Surgery for BPH

Surgery For BPH

Surgery is generally considered when symptoms have not improved with another non-surgical BPH treatment. Surgical procedures typically remove large amounts of prostate tissue and are performed in a hospital or surgical center.  These operations are done under anesthesia and most patients will spend 1-2 nights in the hospital. You will have to wear a catheter for some time while you heal, and then it can be removed. Typically, the patient can expect a four to six week recovery period where they need to maintain reduced physical activity.

The most commonly performed surgical option is a Transurethral Resection of the Prostate.  This involves the insertion of a small rigid metal instrument through the urethra to cut away the enlarged prostate tissue.  Another alternative surgical procedure uses a laser to ablate prostatic tissue in much the same manner. Surgery is typically successful in resolving the patient’s BPH symptoms, but unfortunately involves a number of risks and side effects including a very high rate of retrograde ejaculation.
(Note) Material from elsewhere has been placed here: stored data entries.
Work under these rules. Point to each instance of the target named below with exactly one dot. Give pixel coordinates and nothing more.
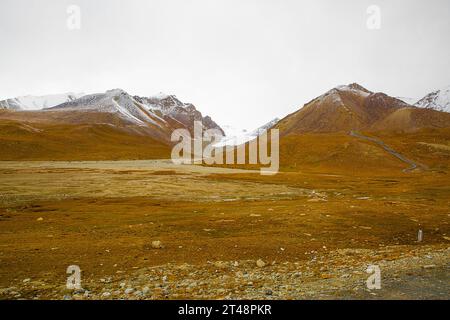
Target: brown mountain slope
(412, 119)
(317, 137)
(46, 141)
(353, 107)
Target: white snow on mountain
(234, 136)
(27, 103)
(438, 100)
(112, 101)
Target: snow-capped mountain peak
(26, 103)
(234, 136)
(438, 100)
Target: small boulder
(260, 263)
(157, 244)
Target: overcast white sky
(244, 62)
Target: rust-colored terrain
(360, 175)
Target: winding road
(413, 165)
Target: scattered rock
(129, 290)
(157, 244)
(260, 263)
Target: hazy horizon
(241, 62)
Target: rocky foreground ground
(407, 272)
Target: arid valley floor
(315, 234)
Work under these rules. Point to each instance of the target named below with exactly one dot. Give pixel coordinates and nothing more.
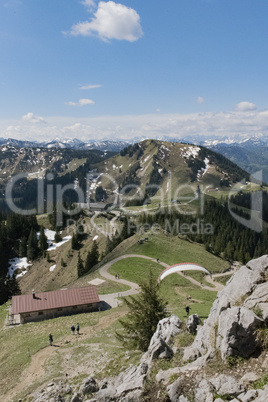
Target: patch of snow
(50, 235)
(20, 264)
(190, 151)
(203, 171)
(60, 243)
(96, 281)
(146, 159)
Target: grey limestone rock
(236, 332)
(248, 396)
(226, 385)
(204, 392)
(190, 354)
(192, 323)
(174, 390)
(89, 386)
(242, 283)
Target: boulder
(225, 385)
(190, 354)
(192, 323)
(204, 392)
(242, 283)
(248, 396)
(165, 331)
(248, 378)
(262, 394)
(236, 332)
(105, 394)
(76, 398)
(174, 390)
(131, 380)
(259, 295)
(89, 386)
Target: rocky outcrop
(238, 311)
(164, 334)
(240, 290)
(236, 332)
(192, 323)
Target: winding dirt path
(37, 367)
(113, 298)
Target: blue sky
(88, 69)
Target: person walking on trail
(50, 338)
(187, 309)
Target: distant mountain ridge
(250, 153)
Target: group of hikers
(73, 329)
(50, 336)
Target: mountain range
(250, 153)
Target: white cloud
(32, 118)
(85, 87)
(245, 107)
(111, 21)
(200, 99)
(219, 124)
(81, 102)
(88, 3)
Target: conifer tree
(23, 247)
(75, 242)
(57, 237)
(109, 245)
(80, 266)
(145, 311)
(32, 247)
(42, 239)
(92, 257)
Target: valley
(153, 205)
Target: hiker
(50, 338)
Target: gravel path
(113, 298)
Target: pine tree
(145, 311)
(57, 237)
(95, 253)
(42, 239)
(23, 247)
(80, 266)
(92, 257)
(32, 247)
(75, 243)
(109, 245)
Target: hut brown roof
(55, 299)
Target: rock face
(165, 331)
(230, 329)
(247, 284)
(236, 332)
(192, 323)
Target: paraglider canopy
(184, 266)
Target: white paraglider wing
(182, 267)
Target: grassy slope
(172, 250)
(174, 288)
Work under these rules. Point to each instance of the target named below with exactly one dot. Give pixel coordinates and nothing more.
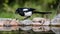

  • Effective for treatment of BPH symptoms
  • Most common surgery used to remove part of an enlarged prostate
  • Long track record of success

Perioperative and Short-Term Risks1,2

  • General anesthesia
  • Intracapsular perforation
  • TUR syndrome
  • Transfusions
  • Post operative pain and discomfort
  • Infection

Longer Term Complications1,2

  • Urethral stricture
  • Bladder neck stenosis
  • Retrograde ejaculation
  • Erection problems
  • Painful Urination

1AUA Treatment Guidelines: Benign Prostatic Hyperplasia (2010)
2Carter HB. Prostate Disorders: The Johns Hopkins White Papers. Baltimore, MD: Johns Hopkins Medicine; 2010:1-24.